I tested ChatGPT’s image generation (gpt-image-1) via ChatGPT and found it very impressive, but I don’t have a need for image generation and found that its images tended to have a certain undesirable property regardless of style and are tinted yellow despite my best attempts to avoid it.

I gave Cursor a go around this time, but it failed in all the same ways GitHub Copilot did and continues to.

In April I began using Gemini’s writing editor Gem for getting feedback on my grammar and flaws. I disagree with many of its suggestions and find it often tries to neuter any character, but it does act like a fresh pair of eyes and points out structural/grammatical/spelling issues.

Towards the conclusion of April, I began experimenting with the freshly released Qwen3. It is the first model I’ve found that runs reasonably locally on my laptop and has output worth using compared to current flagships.

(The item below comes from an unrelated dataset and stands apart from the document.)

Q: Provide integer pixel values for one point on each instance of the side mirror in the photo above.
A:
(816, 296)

With the introduction of Claude Sonnet 4 in May, I moved from Claude 3.7 Sonnet. Sonnet 4 It is far more capable than previous iterations and doesn’t fall victim to the same needless introduction of unnecessary complexity that 3.7 did. I was also pleased with Opus 4, but haven’t found Sonnet lacking enough to justify paying for it.

Specific Usage

The two tasks I use AI models for the most are writing and coding, but I’m conscious I use them for these tasks differently from most people I see discussing them.

Writing

I love writing, and I don’t want an LLM to do my writing for me. However, I do appreciate it providing feedback like a human reviewer would. Things such as picking up on wordiness or less-than-ideal grammar are fantastic use cases.

I often write alone for long periods and get caught up in my own head, so having something to riff off is beneficial. Like most writers, I sometimes hit a bit of a block, so being able to get an LLM to give me a nudge to push me along is great for my productivity. It is accessible and will provide feedback that, while not necessarily always good, does usually inspire or trigger some thought.

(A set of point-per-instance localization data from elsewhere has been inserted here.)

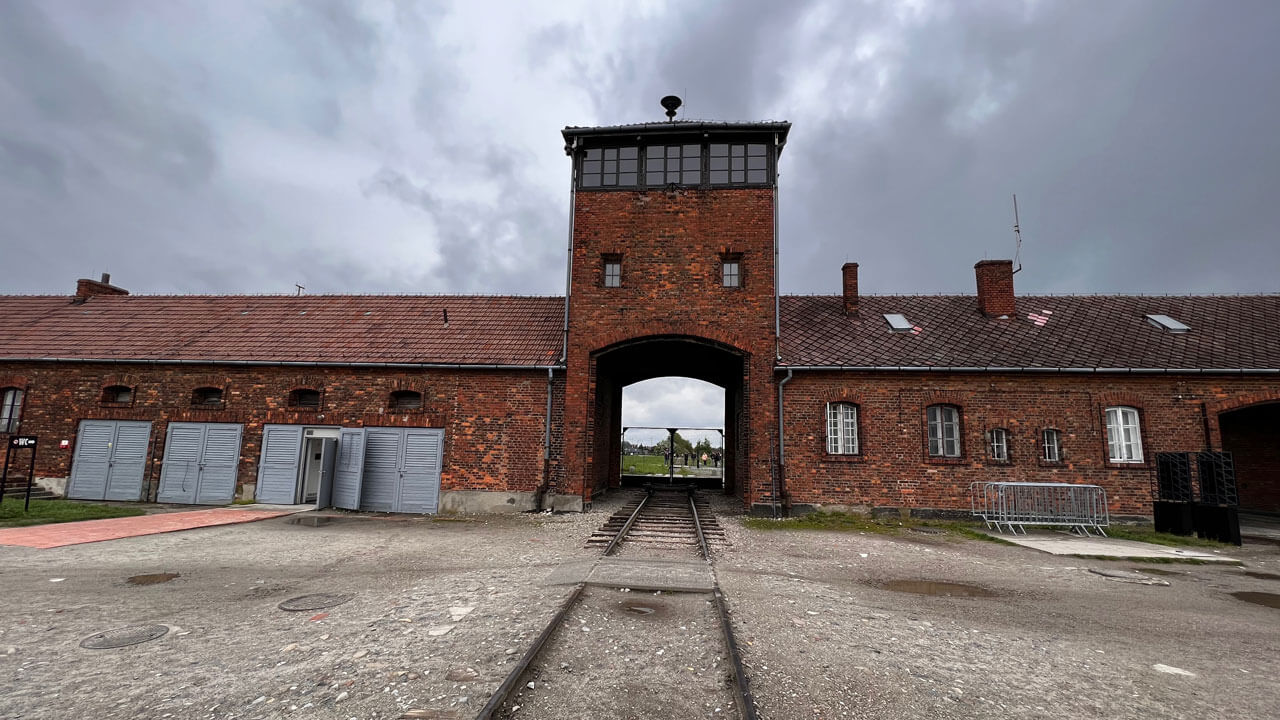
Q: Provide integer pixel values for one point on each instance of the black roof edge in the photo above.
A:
(680, 127)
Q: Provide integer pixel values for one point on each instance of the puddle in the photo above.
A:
(1264, 598)
(314, 520)
(936, 588)
(152, 579)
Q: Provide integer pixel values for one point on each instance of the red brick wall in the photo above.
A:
(894, 468)
(1252, 434)
(671, 245)
(494, 420)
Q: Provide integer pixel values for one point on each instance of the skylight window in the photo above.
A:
(1168, 324)
(899, 323)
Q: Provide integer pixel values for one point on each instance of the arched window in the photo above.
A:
(206, 397)
(841, 428)
(944, 431)
(1124, 434)
(999, 445)
(10, 409)
(406, 400)
(306, 399)
(122, 395)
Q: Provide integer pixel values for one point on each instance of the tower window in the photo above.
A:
(673, 164)
(612, 270)
(611, 167)
(739, 163)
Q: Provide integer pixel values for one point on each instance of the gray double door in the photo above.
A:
(110, 459)
(200, 463)
(402, 469)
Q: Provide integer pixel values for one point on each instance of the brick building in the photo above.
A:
(423, 404)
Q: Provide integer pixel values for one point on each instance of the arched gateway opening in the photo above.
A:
(635, 360)
(1249, 433)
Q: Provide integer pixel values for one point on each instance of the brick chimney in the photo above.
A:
(850, 272)
(86, 287)
(995, 287)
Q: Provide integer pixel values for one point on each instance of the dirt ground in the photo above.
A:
(440, 611)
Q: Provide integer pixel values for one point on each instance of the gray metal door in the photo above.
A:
(278, 470)
(350, 470)
(382, 469)
(328, 463)
(200, 463)
(420, 470)
(110, 459)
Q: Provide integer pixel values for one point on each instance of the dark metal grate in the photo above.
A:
(318, 601)
(124, 637)
(1174, 477)
(1217, 478)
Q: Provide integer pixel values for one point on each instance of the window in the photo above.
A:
(612, 270)
(944, 431)
(10, 409)
(1124, 436)
(305, 397)
(841, 428)
(1051, 446)
(611, 167)
(118, 393)
(737, 163)
(999, 445)
(673, 164)
(731, 272)
(206, 397)
(406, 400)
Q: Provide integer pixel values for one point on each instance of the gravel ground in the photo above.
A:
(443, 609)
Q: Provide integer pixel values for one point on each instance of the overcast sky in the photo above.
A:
(415, 147)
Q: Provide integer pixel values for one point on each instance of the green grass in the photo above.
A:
(1144, 533)
(644, 465)
(44, 511)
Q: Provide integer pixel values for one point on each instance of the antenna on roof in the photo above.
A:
(671, 103)
(1018, 237)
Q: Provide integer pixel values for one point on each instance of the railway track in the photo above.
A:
(666, 518)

For instance, when struggling to rephrase a clunky sentence, asking an LLM for a few alternative phrasings often sparks the exact direction I need, even if I don’t use any of its suggestions directly. A debug duck, if you will.

Coding

I will happily get AI models to generate large portions of code, but any non-vibe-coded AI-generated code I commit must be at the quality of code I would write myself and is checked along the way. Code being AI-generated is not itself an excuse for it being bad, and vigilant oversight is required.

When I use AI to generate code, I do it separate from my editor. Every experience I have had with in-editor AI has been poor unless I give it complete control, which I dislike doing for obvious reasons. AI is a tool, not a replacement, so leaving it to do things on its own usually goes awry.

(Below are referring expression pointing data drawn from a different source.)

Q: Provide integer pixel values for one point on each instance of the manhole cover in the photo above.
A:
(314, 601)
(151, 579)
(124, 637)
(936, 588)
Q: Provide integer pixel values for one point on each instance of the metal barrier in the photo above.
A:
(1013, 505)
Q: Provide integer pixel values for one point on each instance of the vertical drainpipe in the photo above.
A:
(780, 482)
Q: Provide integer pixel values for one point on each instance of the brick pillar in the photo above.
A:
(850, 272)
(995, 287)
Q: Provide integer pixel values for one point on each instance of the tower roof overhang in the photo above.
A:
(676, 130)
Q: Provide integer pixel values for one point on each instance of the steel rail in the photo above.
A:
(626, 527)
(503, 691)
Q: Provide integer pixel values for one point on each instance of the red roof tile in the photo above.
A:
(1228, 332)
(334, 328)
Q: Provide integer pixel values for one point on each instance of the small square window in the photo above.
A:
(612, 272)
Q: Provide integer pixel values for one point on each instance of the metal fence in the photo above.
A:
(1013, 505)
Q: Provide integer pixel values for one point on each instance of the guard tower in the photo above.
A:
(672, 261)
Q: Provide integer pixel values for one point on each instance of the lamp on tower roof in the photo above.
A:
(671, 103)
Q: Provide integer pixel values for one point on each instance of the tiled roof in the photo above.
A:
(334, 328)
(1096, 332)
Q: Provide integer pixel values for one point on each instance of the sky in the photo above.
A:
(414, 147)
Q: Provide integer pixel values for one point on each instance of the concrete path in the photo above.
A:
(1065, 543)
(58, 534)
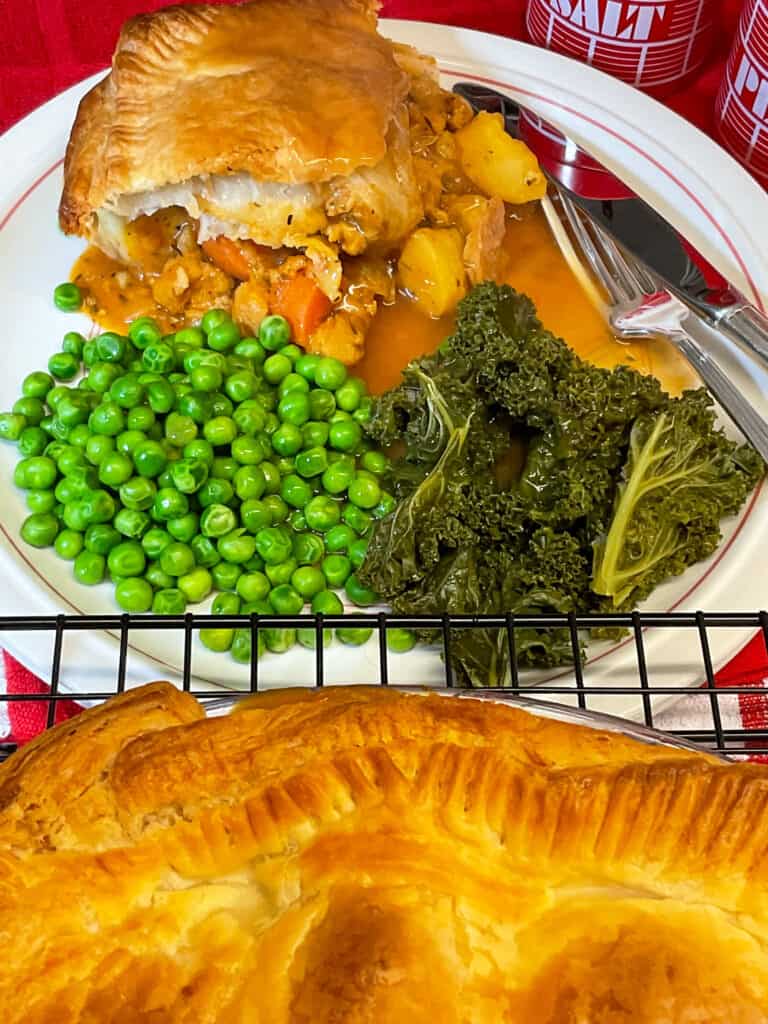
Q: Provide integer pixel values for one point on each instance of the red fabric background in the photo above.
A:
(47, 45)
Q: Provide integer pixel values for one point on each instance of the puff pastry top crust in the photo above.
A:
(360, 857)
(287, 90)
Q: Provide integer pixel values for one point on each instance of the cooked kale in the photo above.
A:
(621, 486)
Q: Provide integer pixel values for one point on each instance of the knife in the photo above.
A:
(638, 227)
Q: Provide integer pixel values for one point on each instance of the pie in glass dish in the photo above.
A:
(358, 855)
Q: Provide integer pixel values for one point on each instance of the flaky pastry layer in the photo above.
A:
(289, 91)
(364, 856)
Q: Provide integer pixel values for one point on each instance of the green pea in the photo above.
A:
(336, 569)
(90, 352)
(357, 551)
(37, 385)
(322, 406)
(364, 492)
(337, 477)
(196, 585)
(275, 368)
(11, 425)
(250, 419)
(248, 451)
(89, 568)
(225, 604)
(100, 538)
(349, 394)
(353, 636)
(150, 459)
(287, 439)
(155, 541)
(345, 435)
(126, 559)
(111, 347)
(215, 492)
(188, 475)
(281, 572)
(134, 595)
(115, 470)
(223, 336)
(132, 523)
(308, 581)
(297, 520)
(253, 586)
(353, 516)
(177, 559)
(217, 640)
(274, 332)
(326, 602)
(285, 600)
(33, 410)
(225, 574)
(311, 462)
(183, 527)
(200, 449)
(169, 601)
(40, 501)
(169, 504)
(322, 513)
(385, 506)
(307, 548)
(40, 472)
(138, 494)
(40, 529)
(75, 516)
(220, 430)
(278, 508)
(339, 539)
(255, 515)
(107, 419)
(272, 546)
(272, 478)
(306, 366)
(159, 580)
(224, 467)
(128, 441)
(295, 492)
(217, 520)
(237, 546)
(249, 482)
(205, 551)
(68, 297)
(330, 374)
(74, 343)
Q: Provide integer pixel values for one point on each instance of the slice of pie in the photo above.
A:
(367, 857)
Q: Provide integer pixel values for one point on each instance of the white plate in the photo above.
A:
(683, 174)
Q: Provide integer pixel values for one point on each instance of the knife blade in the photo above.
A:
(637, 226)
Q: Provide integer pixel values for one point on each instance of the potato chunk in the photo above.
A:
(431, 269)
(498, 164)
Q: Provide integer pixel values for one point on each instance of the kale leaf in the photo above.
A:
(619, 485)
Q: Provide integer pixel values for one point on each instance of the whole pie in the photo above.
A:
(357, 856)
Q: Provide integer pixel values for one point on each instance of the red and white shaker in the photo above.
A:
(653, 45)
(741, 107)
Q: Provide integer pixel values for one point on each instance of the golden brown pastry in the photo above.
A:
(365, 857)
(290, 145)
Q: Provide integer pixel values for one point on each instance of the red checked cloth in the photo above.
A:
(47, 45)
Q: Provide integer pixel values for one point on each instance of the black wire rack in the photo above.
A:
(571, 686)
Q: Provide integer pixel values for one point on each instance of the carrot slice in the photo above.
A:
(303, 304)
(228, 256)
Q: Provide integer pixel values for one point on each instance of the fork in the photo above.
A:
(640, 307)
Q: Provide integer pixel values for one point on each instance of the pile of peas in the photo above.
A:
(203, 461)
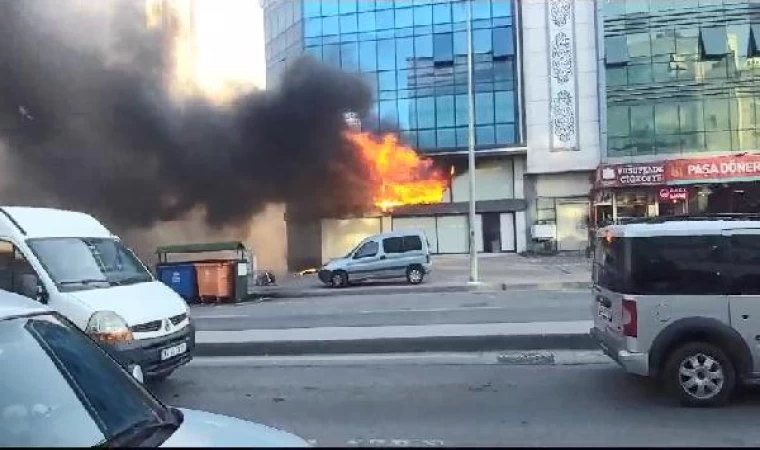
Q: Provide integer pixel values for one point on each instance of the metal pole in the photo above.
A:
(471, 147)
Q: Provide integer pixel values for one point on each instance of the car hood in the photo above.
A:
(136, 303)
(202, 429)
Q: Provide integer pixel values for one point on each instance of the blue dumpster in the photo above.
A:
(181, 278)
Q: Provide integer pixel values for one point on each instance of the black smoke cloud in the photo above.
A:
(89, 125)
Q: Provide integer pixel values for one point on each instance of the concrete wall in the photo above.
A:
(574, 73)
(494, 181)
(570, 184)
(339, 236)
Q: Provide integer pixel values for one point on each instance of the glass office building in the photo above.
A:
(683, 108)
(682, 77)
(414, 55)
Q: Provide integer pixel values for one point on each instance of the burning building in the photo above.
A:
(536, 134)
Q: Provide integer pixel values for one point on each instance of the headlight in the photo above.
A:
(108, 327)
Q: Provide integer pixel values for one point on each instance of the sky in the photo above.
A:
(230, 37)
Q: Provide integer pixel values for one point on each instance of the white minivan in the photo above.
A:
(73, 264)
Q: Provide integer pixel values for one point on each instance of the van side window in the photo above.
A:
(367, 250)
(412, 243)
(393, 245)
(687, 265)
(745, 267)
(16, 274)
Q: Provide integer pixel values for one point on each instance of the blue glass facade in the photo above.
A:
(414, 54)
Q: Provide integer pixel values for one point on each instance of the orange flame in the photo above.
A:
(399, 175)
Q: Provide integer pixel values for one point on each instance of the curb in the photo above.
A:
(400, 345)
(365, 290)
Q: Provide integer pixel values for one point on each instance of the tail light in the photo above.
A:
(630, 318)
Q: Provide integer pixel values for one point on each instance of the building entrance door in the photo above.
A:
(491, 232)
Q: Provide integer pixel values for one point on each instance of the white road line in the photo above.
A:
(464, 308)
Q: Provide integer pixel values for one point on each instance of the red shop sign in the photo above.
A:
(646, 174)
(674, 194)
(718, 168)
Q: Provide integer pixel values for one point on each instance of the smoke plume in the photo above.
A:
(87, 123)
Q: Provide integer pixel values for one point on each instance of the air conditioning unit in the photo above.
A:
(544, 231)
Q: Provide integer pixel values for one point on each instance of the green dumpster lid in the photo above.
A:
(201, 248)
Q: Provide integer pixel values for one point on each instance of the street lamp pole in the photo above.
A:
(471, 147)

Inline suggestions are the most egregious of all the ways AI tries to help me in-editor. It gets directly underfoot and in my way to the extent it can. Suggestions are worse than what can be sourced from my LSP or elsewhere in my buffer and are frequently so wrong they’re distracting.

Instead, I’ll always opt for an external interface where I supply the relevant code and allow it to be handled, and this works extremely smoothly. This is also often more cost-effective given available free plans for flagship models.

It is also incredibly useful for creating small, throwaway tools as part of the development process, as I’ve discussed before.